Le 30 novembre 2013, dans les minutes qui ont suivi sa victoire éclatante contre Tony Bellew, Adonis Stevenson quittait le Colisée Pepsi de Québec d'une manière théâtrale après avoir indiqué aux journalistes lors d'un bref point de presse tendu qu'il ne voulait plus se battre au Québec.

Le champion WBC des mi-lourds aura finalement tenu parole, quatre ans et demi plus tard, à moins d'un mois de la 9e défense de son titre. Au cours de cette période où le Québec aurait pu profiter de la présence d'un champion du monde WBC, la boxe québécoise a plutôt vécu une période de déclin.

Aujourd'hui, son promoteur Yvon Michel est frappé par un coup en bas de la ceinture, un affront qui n'échappe à personne alors que Stevenson et son conseiller Al Haymon forcent GYM à organiser un combat dans le désert des sports de combat.

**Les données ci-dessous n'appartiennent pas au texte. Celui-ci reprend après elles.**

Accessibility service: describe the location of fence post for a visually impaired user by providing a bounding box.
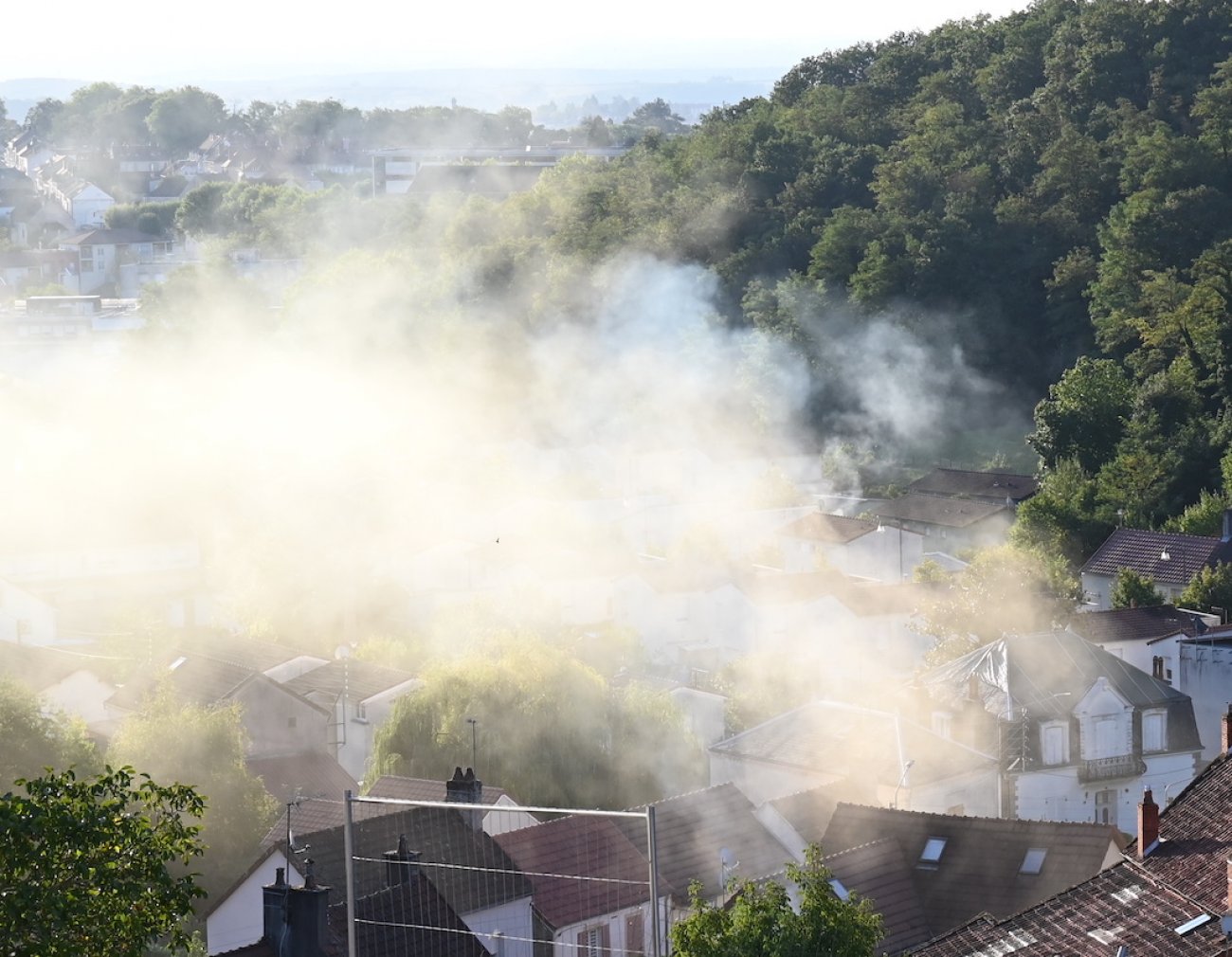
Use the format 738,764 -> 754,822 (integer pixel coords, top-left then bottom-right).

Quelque soient les raisons de Stevenson, il est inconcevable que son premier bon affrontement depuis des lustres quitte la capitale de la boxe au Canada, pour une ville qui n'en a (et on ne peut pas les blâmer) que pour les Leafs, les Raptors, les Jays, le Toronto FC.

Stevenson ne veut pas se faire huer devant les amateurs de boxe du Québec? On peut le comprendre, et on peut facilement concevoir qu'il veuille se battre ailleurs qu'au Québec. Mais comment en est-on arrivé à cette situation avec un champion aussi spectaculaire? C'est que les amateurs de boxe du Québec ne sont pas dupes et connaissent la valeur des combats que Stevenson leur a offerts depuis les débuts fracassants de son règne en juin 2013. Mais à Toronto, on peut offrir aux amateurs des combats contre Tommy Karpency comme ce fut le cas en septembre 2015. À tort ou à raison, Stevenson est dorénavant perçu comme celui qui aura évité les grands rendez-vous avec Jean Pascal, Bernard Hopkins, Sergey Kovalev et Eleider Alvarez pour qui il n'a montré que du mépris.

Mais il y a plus que l'aspect « boxe » de la carrière de Stevenson qui a mené à la rupture. Il y a toute la gestion de l'image publique d'Adonis qui est un gâchis. Tout a commencé par la version édulcorée de son passé criminel qu'il a raconté à l'émission Tout le monde en parle lors de son ascension fulgurante vers le titre mondial en 2012. Les mensonges ou demi-vérités à propos de son implication de proxénète ont été exposés au grand jour par l'article de La Presse le 25 novembre 2013, quelques jours avant son combat contre Tony Bellew à Québec. Le boxeur ne s'est jamais excusé auprès du public ou de ses anciennes victimes.

Au lieu de cela, Stevenson s'est senti traqué. Nous l'avons senti plus méfiant, plus distant. Puis il y a eu l'association avec Al Haymon, le nouveau gourou qui est débarqué dans le milieu de la boxe avec ses millions, en remplissant les poches de quelques élus, dont Adonis Stevenson ; un pari dans lequel Yvon Michel a sauté à pieds joints.

Rupture avec Yvon Michel

Yvon Michel a souvent raconté qu'il a longuement hésité avant de redonner une chance à Stevenson après son revers contre Darnell Boone aux États-Unis en avril 2010. Le boxeur se présentait tôt le matin à l'extérieur des bureaux de GYM sur le boulevard St-Laurent et espérait une rencontre avec Yvon Michel. Un an plus tard, Stevenson se retrouvait sur une carte de GYM, en sous-carte du combat entre David Lemieux et Marco Antonio Rubio. En moins de 2 ans où le boxeur a disputé 7 combats, Yvon Michel a propulsé de Stevenson d'inconnu à champion de monde!

Le monde de la boxe est toutefois un milieu impitoyable où la gratitude a ses limites. Depuis qu'Al Haymon est apparu dans le portrait, Stevenson ne s'est presque plus adressé à Yvon Michel. Jamais, le champion ne s'est présenté aux activités caritatives et promotionnelles de GYM, mis à part les combats dans lesquels il était impliqué. Leur dernière conversation remonte à plusieurs mois.

Pourtant Yvon Michel, en bon politicien, continuait de bien représenter Stevenson, même la semaine dernière, lors de l'annonce du combat entre Sergey Kovalev et Eleider Alvarez.  

Difficile de l'extérieur de chiffrer les conséquences monétaires de l'annulation du gala du 19 mai au Centre Bell pour GYM, mais espérons que le groupe de promotion et ses co-propriétaires Yvon Michel, Bernard Barré et Alexandra Croft pourront traverser l'épreuve, financièrement et moralement.